"Conventional medical wisdom tells us that the bigger the immune response, the more effective it will be in controlling HIV," says Professor Philip Goulder, a Wellcome Trust Senior Research Fellow in Clinical Science at the University of Oxford. "However, our study suggests that this might not be the case. While most of the immune responses generated against HIV appear to be ineffective, responses targeting one particular HIV protein can bring about control of the virus."
About 40 million people are thought to be living with HIV worldwide. The virus, which causes AIDS, is thought to kill 3 million people each year. Despite being first identified in 1981, a vaccine to prevent infection has so far proved elusive.
When HIV infects the body, it hides out in so-called "helper T-cells". T cells play an important role in the immune response generated by the body to fight infection. There are a number of different types of T cells, each playing a different role in this battle. Helper T-cells (HTCs) regulate the body's immune response and it is the loss of these cells that leads to the development of AIDS.
Another type of T cell, the cytotoxic T cell (CTC), recognises and attacks infected HTCs. It was previously thought that the bigger the CTC response, the more effective it would be. It is this dogma that has influenced development of HIV vaccines, with the vaccines attempting to stimulate a large response.
However, Professor Goulder and colleagues found that the type of CTC response is crucial and that some types of response may have a negative effect and could actually hinder the immune response. The research, a population-based study involving investigators at the University of Oxford in the UK, Partners AIDS Research Center at Massachusetts General Hospital in the US and the University of KwaZulu-Natal, South Africa, investigated the immune responses against HIV in nearly 580 HIV-infected people in KwaZulu-Natal. It is published online today in the journal Nature Medicine.

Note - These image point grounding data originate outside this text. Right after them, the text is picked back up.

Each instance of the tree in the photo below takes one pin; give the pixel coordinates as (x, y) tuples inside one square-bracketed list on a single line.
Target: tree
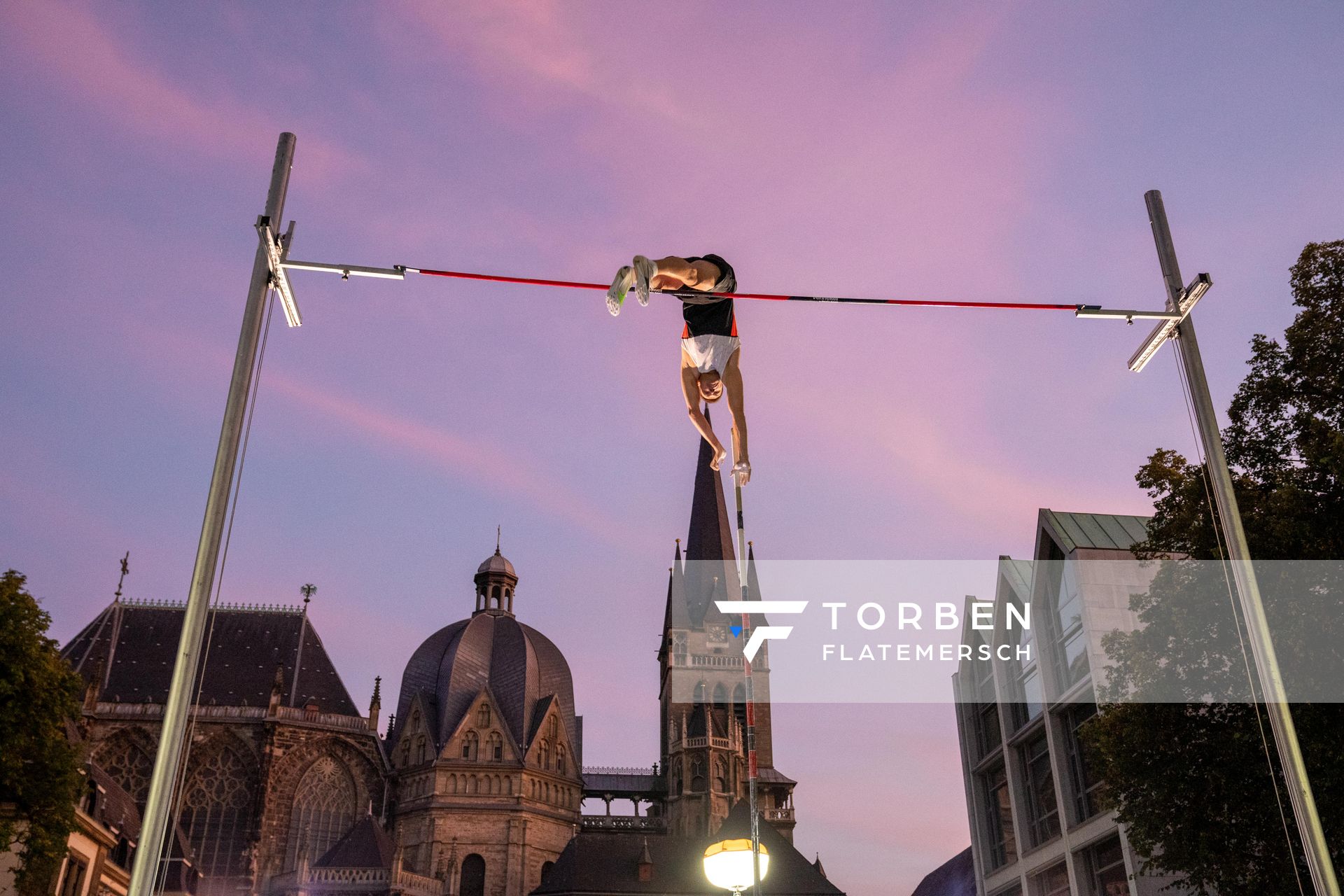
[(1191, 780), (39, 764)]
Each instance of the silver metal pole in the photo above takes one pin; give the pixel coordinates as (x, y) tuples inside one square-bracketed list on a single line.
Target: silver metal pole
[(750, 697), (171, 736), (1243, 574)]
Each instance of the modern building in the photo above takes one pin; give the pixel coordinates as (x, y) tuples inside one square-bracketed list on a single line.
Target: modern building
[(477, 786), (1037, 828)]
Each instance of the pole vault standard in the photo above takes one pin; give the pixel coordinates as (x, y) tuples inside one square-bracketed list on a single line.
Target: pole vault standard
[(749, 694), (144, 871), (1238, 554)]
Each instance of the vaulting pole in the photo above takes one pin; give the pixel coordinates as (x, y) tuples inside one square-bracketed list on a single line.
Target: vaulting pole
[(150, 852), (1243, 573), (750, 697)]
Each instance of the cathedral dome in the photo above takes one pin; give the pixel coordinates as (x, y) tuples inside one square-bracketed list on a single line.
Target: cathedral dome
[(522, 668), (496, 564)]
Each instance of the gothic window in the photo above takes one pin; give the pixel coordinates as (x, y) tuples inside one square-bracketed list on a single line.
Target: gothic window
[(323, 812), (473, 876), (739, 707), (997, 818), (128, 764), (696, 776), (1043, 809), (217, 811)]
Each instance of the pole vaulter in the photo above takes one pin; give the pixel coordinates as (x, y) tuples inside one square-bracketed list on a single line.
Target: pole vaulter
[(270, 272)]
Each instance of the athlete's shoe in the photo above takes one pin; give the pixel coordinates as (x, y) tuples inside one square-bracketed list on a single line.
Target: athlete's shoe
[(644, 272), (620, 286)]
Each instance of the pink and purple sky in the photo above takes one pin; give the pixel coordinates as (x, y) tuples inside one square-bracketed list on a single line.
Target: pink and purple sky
[(991, 152)]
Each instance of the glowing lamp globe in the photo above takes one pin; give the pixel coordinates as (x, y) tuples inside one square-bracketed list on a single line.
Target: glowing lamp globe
[(727, 864)]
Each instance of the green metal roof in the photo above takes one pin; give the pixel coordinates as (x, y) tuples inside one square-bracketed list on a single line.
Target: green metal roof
[(1104, 531)]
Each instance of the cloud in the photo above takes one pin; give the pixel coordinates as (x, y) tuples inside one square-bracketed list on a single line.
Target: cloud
[(70, 46), (470, 461)]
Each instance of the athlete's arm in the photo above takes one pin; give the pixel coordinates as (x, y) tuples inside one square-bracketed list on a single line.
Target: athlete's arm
[(691, 391), (733, 386)]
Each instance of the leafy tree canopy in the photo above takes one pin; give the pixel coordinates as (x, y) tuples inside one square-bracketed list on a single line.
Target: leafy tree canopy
[(1191, 778), (39, 763)]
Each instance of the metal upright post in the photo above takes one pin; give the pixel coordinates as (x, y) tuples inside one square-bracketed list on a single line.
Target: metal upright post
[(1243, 574), (750, 697), (171, 736)]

"Some of the CTCs attack so-called 'Gag' proteins within the HIV virus, whilst others attack proteins such as the 'Env' protein on its surface," explains Professor Goulder. "In our study group, it seems that the higher the response to the Gag proteins, the more effective the immune system was at fighting infection. However, for reasons that are unclear, the opposite was true for responses to the Env proteins, where a stronger response was associated with a higher viral load – in other words, worse control of HIV."
Professor Goulder believes these findings may have implications for the development of a HIV vaccine.
"There seems to be clear evidence that 'Gag is good'," says Professor Goulder. "This means that rather than developing a vaccine with a spectrum of CTC responses, we may need to look at a more targeted vaccine."